I mentioned, in response to her question that I was working on the lawn 
culture.  She looked a bit blank at this, so I shared with her the sheep 
struck by lightning in Hyde Park in 1859 (that came from another 
project, but I am allowed to cross-fertilise :-) and she launched into a 
story about Prudence the cow, who regularly escaped from her home and 
munched through the French ambassador's garden, and how she was sent 
around at the age of three to apologise for Prudence's indiscretion, not 
only to the ambassador, but to his Scottish gardener, Angus.

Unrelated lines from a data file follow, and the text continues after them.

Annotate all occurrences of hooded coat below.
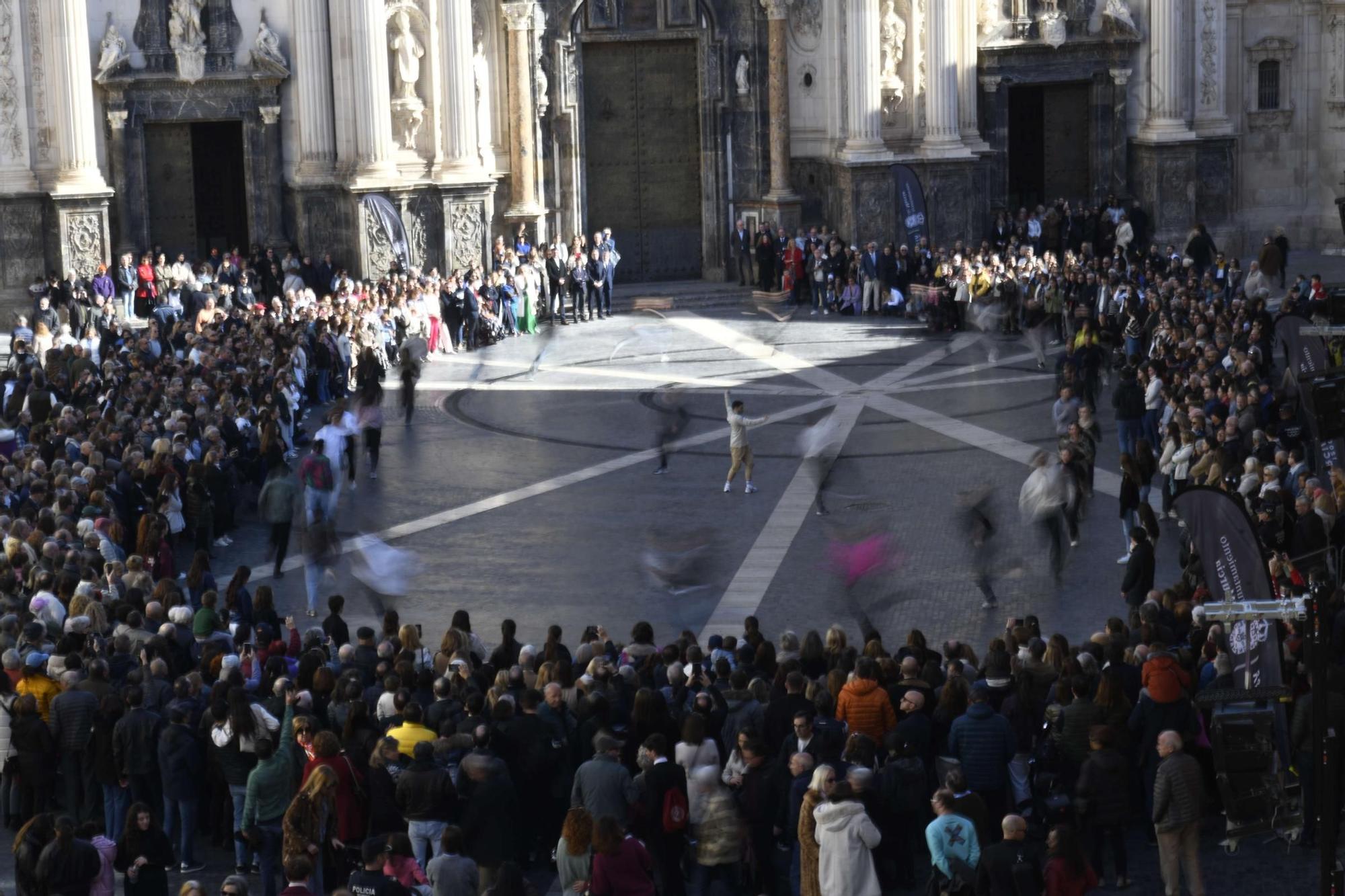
[837,678,897,744]
[812,801,882,896]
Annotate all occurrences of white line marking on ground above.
[277,398,833,572]
[869,395,1120,498]
[701,397,865,645]
[670,315,859,395]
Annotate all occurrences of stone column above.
[958,0,989,149]
[346,0,398,187]
[920,0,967,156]
[761,0,798,199]
[1139,0,1196,142]
[0,3,38,192]
[40,0,108,195]
[841,0,892,161]
[440,0,482,175]
[108,109,136,255]
[500,0,542,223]
[253,106,289,247]
[1194,0,1233,137]
[291,0,336,183]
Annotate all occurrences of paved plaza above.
[0,296,1315,893]
[231,307,1176,650]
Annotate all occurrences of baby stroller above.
[1020,723,1075,840]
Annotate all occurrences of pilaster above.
[1194,0,1233,137]
[841,0,892,163]
[500,0,546,225]
[1139,0,1205,142]
[291,0,336,184]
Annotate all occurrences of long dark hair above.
[1050,825,1088,877]
[121,803,155,856]
[229,683,257,737]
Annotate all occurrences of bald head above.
[1158,731,1181,756]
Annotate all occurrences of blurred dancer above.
[640,529,712,598]
[1018,451,1069,583]
[654,391,690,475]
[724,389,771,495]
[958,485,999,610]
[799,410,841,517]
[401,348,420,426]
[358,382,383,479]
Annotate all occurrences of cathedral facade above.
[0,0,1345,292]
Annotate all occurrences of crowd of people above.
[0,203,1345,896]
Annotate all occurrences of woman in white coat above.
[812,782,882,896]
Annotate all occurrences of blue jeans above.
[1116,419,1141,458]
[406,821,448,868]
[304,563,327,612]
[164,788,198,865]
[1142,407,1163,451]
[256,817,282,896]
[102,784,130,840]
[691,862,738,896]
[304,489,340,525]
[229,784,252,865]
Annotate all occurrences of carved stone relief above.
[1200,0,1219,105]
[0,202,46,286]
[790,0,822,52]
[360,207,397,277]
[28,3,51,161]
[0,0,27,161]
[449,202,486,269]
[65,211,106,277]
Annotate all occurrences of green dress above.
[518,277,537,332]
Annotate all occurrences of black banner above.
[892,165,929,249]
[360,192,412,278]
[1275,312,1345,468]
[1173,486,1280,688]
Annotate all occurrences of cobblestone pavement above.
[0,308,1314,893]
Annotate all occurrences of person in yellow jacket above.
[13,650,61,723]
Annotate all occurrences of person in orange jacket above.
[837,657,897,744]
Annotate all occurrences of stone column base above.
[44,191,112,277]
[284,184,359,265]
[759,192,803,237]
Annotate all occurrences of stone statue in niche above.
[472,38,495,168]
[878,0,907,87]
[1102,0,1139,38]
[168,0,206,50]
[252,9,289,75]
[93,12,129,83]
[387,9,425,149]
[168,0,206,83]
[387,9,425,99]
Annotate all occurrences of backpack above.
[663,787,687,834]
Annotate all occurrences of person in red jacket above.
[837,657,897,744]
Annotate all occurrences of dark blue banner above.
[892,165,929,249]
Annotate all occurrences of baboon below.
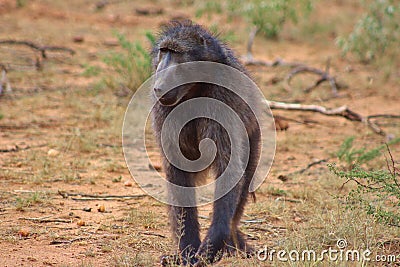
[151,21,261,266]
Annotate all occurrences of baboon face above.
[153,35,205,106]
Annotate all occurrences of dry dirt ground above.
[0,0,400,266]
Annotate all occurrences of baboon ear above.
[197,35,210,47]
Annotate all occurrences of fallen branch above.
[50,237,88,245]
[0,63,12,95]
[18,216,72,223]
[0,40,76,70]
[242,27,339,94]
[285,59,338,97]
[0,143,47,153]
[58,190,147,201]
[278,158,329,182]
[139,231,167,238]
[0,40,75,58]
[266,101,400,135]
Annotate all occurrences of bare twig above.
[278,158,329,182]
[266,101,400,135]
[285,58,337,96]
[58,190,147,201]
[139,231,167,238]
[50,237,88,245]
[242,30,338,97]
[0,144,47,153]
[0,63,12,95]
[18,216,72,223]
[0,40,75,58]
[267,101,365,121]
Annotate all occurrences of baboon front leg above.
[197,159,242,263]
[167,166,201,265]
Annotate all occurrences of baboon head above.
[152,22,223,106]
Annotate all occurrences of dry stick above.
[0,143,47,153]
[0,40,75,58]
[139,231,167,238]
[50,237,88,245]
[18,216,72,223]
[284,58,338,96]
[58,190,147,201]
[266,100,397,135]
[242,27,338,94]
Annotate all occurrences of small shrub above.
[196,0,313,38]
[328,164,400,227]
[328,137,400,226]
[103,33,155,92]
[337,0,400,63]
[336,136,400,168]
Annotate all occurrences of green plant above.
[15,192,47,211]
[328,161,400,227]
[328,136,400,226]
[103,33,155,92]
[196,0,313,38]
[336,136,400,168]
[210,23,236,43]
[82,64,101,77]
[337,0,400,63]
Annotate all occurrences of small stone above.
[47,149,60,157]
[124,181,133,187]
[18,229,29,238]
[97,205,106,212]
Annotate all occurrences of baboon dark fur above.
[152,21,260,266]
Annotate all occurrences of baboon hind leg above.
[226,132,260,257]
[161,166,201,266]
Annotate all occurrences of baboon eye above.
[160,47,178,53]
[160,47,170,53]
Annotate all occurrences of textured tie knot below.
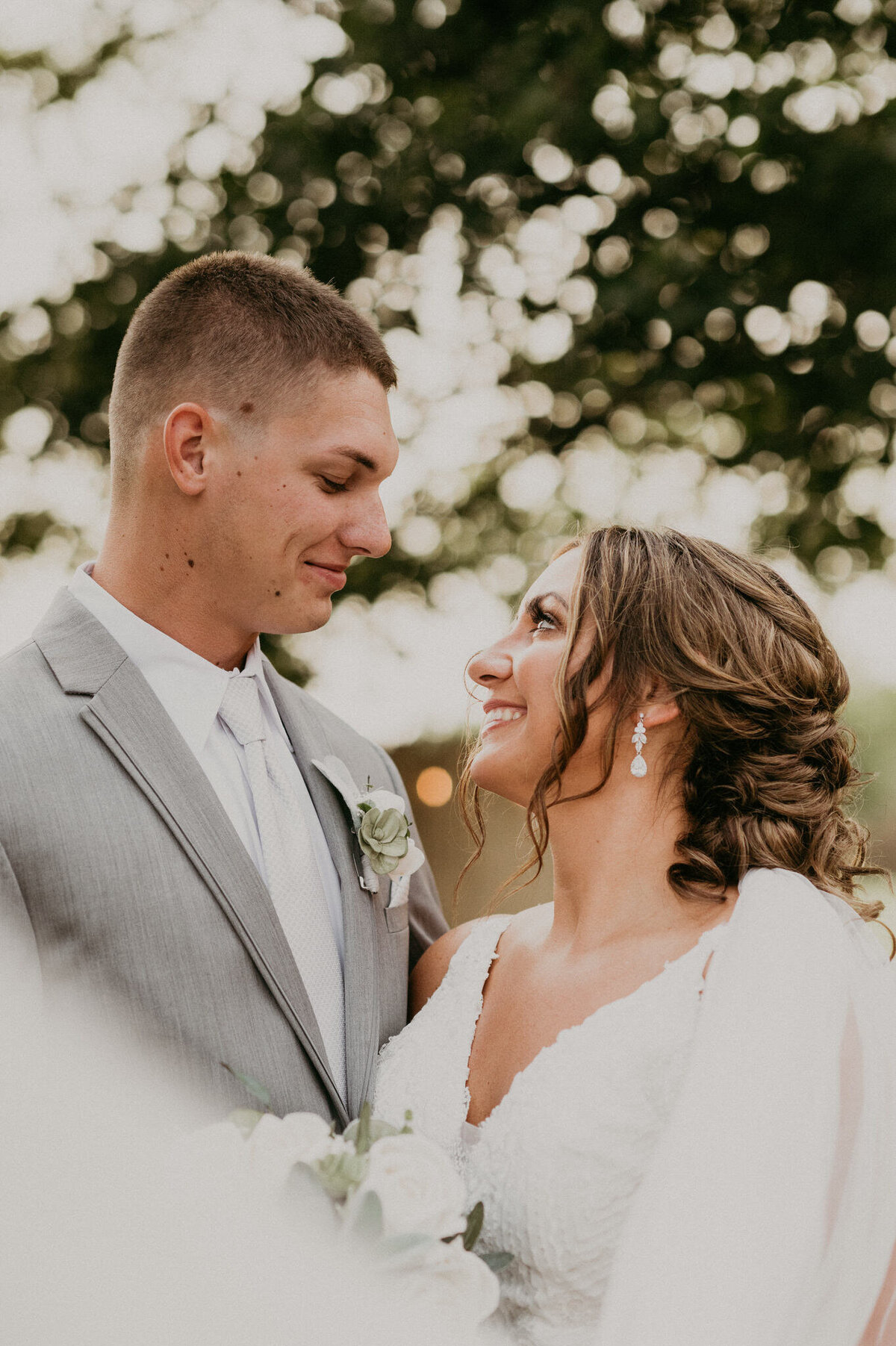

It all sounded a bit Beatrix-Potterish, but she had the yarn, chapter 
and verse.  The ambassador spoke in French, she said, which she was 
already learning.  Canberra at that time was only a few thousand people, 
and she was (it seems) being hothoused.  She was learning the piano, and 
regularly visited the embassy to play the embassy piano, reputedly the 
best in Canberra.  In those innocent days, small girls and cows called 
Prudence could wander at will, in and out of embassies.

About half an hour into our conversation, I had the idle thought that 
she must have been the love-child of Florence Nightingale and Henry 
Kissinger -- she knew too many people for it to be otherwise.  An hour 
later, the ancient mariner came to mind.  I was the wedding guest that 
was stoppethed, but even though my study of lawns was stymied, we kept 
talking -- and it wasn't all her fault as we ranged over microcredit 
(she had met the originator), politics, arid zones, the nature of good 
questions, education, the homeless of Sydney, environmental issues, 
Scottish history ("all my family died at Glencoe" she said, but then 
amended that to admit just enough survivors in her line to allow her 
existence).  At two and a half hours, she mentioned the Ancient Mariner 
herself, and it was about then that I learned her name, as we exchanged 
emails.

Close to three hours after entering the room for a quick coffee, I left, 
and rushed in to have my books placed on hold for another day before 
tearing off across town for a meeting where (I must confess), I caught 
me playing the same role myself -- I think Ancient Marinerism may be 
contagious.

I blew a morning's work, but came out of it thinking differently.  She 
had told me bluntly that I was frittering, and should take some of my 
stuff and turn it into a PhD -- not my idea of fun, so I am unlikely to 
discipline myself to that extent, but the project she discerned within 
me is still a useful one, and I may tackle it, with a bit less rigour 
and more enjoyment.

She is in the middle of a long article on where Tony Blair went wrong -- 
I have at least some of the details but will not unveil them, though by 
way of an oblique hint, I did mention to her that she might do worse 
than look at Stratford Canning, a long-term British ambassador to 
Istanbul (or Constantinople, as it usually was to western nations, back 
then), as a counter-example of something.  I also gave her a weasel 
phrase from China's Cultural Revolution -- "leftist deviationist 
adventurism", which she had not encountered, and plans to adapt.

I lost a morning, but gained a new world -- or at least a valuable 
insight into a new world.  What I make of it is up to me.

peter

-- 
  _--|\   Peter Macinnis, feral word herder, & science gossip.
/     \  Inexplicable events coordinator and former designer
\.--._*  of medium & large-scale mistaken identity matrixes.